Zucchini and oatmeal bake

This Zucchini and Oatmeal Bake is a wholesome, nutritious breakfast or snack packed with fiber, protein, and natural sweetness. It’s a great way to sneak in veggies, making it perfect for meal prep or a grab-and-go option. The zucchini keeps the bake moist without overpowering the flavor, and the oats provide long-lasting energy.

⏱️ Recipe Overview

Prep Time: 10 minutes

Cook Time: 35 minutes

Total Time: 45 minutes

Servings: 6-8

Ingredients

Base Ingredients:

1 ½ cups old-fashioned rolled oats

1 cup grated zucchini (squeeze out excess moisture)

1 cup milk (dairy or plant-based)

2 eggs (or flax eggs for vegan option)

¼ cup maple syrup or honey

1 tsp vanilla extract

1 tsp cinnamon

½ tsp baking powder

½ tsp salt

Optional Add-ins & Toppings:

¼ cup chopped nuts (walnuts, pecans, or almonds)

¼ cup chocolate chips or raisins

2 tbsp ground flaxseed (for extra fiber and omega-3s)

1 tbsp chia seeds (for protein and texture)

Greek yogurt for serving

Step 1: Preheat & Prep

Preheat oven to 350°F (175°C).

Grease or line an 8×8-inch baking dish with parchment paper.

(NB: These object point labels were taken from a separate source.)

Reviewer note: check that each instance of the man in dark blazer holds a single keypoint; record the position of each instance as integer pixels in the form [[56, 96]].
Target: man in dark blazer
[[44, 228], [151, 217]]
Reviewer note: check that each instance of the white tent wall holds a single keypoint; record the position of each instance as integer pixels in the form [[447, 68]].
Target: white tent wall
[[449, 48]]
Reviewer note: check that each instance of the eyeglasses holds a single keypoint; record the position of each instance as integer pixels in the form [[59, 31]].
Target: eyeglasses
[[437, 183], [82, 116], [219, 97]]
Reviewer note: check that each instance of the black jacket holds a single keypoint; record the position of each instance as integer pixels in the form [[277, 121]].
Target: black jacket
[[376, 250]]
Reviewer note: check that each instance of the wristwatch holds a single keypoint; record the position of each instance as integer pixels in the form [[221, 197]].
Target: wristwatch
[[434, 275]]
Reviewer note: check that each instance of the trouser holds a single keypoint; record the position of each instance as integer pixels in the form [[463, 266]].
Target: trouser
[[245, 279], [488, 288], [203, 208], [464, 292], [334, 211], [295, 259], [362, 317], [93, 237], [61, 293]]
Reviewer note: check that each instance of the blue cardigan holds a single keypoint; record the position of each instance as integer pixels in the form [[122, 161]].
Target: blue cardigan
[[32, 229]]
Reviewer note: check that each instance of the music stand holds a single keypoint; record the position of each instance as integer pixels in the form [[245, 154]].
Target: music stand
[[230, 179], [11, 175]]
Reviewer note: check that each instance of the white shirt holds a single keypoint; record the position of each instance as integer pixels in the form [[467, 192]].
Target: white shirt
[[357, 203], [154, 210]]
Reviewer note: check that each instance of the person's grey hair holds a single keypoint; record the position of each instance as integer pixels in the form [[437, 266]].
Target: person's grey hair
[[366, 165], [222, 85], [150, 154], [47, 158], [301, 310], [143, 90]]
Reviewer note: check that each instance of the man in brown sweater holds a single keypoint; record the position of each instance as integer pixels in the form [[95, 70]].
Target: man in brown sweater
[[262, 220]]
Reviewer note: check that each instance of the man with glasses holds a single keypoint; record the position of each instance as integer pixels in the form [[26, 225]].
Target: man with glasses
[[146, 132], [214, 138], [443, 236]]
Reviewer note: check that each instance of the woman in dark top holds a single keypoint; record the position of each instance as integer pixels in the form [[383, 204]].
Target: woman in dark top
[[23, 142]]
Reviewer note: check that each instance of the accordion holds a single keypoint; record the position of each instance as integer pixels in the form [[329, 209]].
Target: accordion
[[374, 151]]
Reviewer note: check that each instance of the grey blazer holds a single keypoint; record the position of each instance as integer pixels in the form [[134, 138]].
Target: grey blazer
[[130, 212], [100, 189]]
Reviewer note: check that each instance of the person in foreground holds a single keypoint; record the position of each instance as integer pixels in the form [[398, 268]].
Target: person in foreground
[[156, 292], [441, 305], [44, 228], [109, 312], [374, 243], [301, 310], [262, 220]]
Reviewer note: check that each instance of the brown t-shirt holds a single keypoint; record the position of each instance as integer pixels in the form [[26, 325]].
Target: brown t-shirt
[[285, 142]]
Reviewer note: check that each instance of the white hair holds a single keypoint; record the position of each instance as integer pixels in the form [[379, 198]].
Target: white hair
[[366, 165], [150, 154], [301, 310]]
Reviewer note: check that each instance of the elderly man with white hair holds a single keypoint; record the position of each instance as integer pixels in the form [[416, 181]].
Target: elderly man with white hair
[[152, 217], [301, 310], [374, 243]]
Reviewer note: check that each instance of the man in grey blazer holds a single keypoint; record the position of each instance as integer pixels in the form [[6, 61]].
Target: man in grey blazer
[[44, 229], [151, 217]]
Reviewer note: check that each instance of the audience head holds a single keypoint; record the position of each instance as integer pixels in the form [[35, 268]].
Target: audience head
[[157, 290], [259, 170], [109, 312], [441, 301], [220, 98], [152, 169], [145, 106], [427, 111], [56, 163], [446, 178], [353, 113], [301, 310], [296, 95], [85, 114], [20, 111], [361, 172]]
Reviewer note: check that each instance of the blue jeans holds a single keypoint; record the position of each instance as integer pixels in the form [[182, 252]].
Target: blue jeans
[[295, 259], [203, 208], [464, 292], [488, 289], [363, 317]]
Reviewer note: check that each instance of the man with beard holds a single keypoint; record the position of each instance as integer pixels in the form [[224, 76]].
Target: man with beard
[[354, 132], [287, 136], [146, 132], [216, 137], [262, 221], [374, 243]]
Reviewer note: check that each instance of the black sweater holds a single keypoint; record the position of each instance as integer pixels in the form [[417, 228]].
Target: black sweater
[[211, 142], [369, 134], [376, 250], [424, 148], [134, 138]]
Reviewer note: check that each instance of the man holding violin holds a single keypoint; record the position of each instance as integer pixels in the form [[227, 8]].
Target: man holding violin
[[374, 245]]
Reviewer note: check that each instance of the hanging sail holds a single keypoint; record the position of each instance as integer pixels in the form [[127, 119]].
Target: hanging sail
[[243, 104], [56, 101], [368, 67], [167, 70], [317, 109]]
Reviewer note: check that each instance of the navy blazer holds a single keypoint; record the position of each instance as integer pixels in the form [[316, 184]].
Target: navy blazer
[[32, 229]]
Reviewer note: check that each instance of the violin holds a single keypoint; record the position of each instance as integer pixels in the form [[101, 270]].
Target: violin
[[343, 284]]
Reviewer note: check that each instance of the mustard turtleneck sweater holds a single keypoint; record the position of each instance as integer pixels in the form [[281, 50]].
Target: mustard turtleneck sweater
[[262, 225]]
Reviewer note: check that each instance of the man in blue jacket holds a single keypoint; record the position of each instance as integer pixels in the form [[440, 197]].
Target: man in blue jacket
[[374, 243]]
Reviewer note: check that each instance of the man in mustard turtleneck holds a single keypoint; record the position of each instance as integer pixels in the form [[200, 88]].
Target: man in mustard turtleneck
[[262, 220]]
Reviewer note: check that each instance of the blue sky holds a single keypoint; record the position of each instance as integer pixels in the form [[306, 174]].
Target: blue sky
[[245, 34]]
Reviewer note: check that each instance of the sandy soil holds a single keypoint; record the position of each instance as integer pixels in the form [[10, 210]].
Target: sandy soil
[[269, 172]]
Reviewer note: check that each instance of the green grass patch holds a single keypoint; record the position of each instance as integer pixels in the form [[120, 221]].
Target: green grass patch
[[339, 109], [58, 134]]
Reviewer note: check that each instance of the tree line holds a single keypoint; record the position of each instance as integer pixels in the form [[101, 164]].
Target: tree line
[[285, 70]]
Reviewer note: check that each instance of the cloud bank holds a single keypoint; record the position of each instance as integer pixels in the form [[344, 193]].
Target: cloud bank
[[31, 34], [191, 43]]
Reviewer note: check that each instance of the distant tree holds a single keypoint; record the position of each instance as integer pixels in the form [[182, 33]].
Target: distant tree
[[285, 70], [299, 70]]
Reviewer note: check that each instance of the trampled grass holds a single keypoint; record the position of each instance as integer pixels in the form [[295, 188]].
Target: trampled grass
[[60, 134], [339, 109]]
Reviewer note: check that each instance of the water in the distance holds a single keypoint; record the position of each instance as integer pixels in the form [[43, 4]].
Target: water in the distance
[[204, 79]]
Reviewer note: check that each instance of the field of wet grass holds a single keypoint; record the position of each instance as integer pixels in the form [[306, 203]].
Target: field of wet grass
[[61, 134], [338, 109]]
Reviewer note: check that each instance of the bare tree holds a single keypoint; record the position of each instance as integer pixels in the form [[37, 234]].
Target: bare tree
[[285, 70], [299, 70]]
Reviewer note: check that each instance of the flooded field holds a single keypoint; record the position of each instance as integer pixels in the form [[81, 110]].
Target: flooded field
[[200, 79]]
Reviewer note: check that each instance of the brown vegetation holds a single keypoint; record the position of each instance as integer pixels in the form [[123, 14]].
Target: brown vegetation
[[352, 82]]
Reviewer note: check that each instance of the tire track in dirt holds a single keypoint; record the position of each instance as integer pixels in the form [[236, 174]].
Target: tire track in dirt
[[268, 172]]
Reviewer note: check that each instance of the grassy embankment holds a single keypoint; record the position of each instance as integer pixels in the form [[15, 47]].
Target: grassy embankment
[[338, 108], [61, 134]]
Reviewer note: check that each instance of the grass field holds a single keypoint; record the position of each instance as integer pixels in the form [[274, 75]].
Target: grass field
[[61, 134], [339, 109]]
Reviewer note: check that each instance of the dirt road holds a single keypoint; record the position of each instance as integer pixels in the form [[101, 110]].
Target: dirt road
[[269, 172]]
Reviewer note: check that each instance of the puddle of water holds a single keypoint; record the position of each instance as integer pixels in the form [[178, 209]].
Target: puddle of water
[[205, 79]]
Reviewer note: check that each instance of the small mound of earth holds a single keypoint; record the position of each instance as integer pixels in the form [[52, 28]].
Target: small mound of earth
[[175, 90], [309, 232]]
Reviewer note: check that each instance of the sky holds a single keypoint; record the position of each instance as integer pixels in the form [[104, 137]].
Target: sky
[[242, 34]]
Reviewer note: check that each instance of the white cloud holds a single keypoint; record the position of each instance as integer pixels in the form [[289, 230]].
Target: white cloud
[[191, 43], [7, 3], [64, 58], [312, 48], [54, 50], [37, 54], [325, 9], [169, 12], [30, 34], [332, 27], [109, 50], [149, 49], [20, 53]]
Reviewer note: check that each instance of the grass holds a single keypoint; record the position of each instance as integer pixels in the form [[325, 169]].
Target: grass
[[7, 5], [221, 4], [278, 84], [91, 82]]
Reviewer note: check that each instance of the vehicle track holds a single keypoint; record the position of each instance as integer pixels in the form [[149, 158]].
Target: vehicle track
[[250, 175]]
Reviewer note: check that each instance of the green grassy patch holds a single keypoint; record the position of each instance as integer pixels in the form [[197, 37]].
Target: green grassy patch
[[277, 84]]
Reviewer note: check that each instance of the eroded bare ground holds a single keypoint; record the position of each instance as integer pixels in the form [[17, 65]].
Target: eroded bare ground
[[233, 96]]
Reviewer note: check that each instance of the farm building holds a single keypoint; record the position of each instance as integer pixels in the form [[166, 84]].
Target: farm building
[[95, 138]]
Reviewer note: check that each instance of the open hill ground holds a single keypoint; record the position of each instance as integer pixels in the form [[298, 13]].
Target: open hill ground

Grate the zucchini and squeeze out excess moisture using a paper towel.

Step 2: Mix the Ingredients

In a large bowl, whisk together milk, eggs, maple syrup, and vanilla.

Stir in oats, cinnamon, baking powder, salt, and zucchini.

Fold in any optional add-ins like nuts or chocolate chips.

Step 3: Bake

Pour the mixture into the prepared baking dish and spread evenly.

Bake for 30-35 minutes, until set and slightly golden on top.

Let cool for 5-10 minutes before slicing.

Step 4: Serve & Enjoy

Slice into squares and serve warm or at room temperature.

Top with Greek yogurt, nut butter, or a drizzle of honey for extra flavor.

Notes & Tips

Make it Vegan: Replace eggs with flax eggs (1 tbsp ground flaxseed + 2.5 tbsp water per egg).

Make it Gluten-Free: Use certified gluten-free oats.

Extra Protein: Add ½ scoop of vanilla protein powder to the mixture.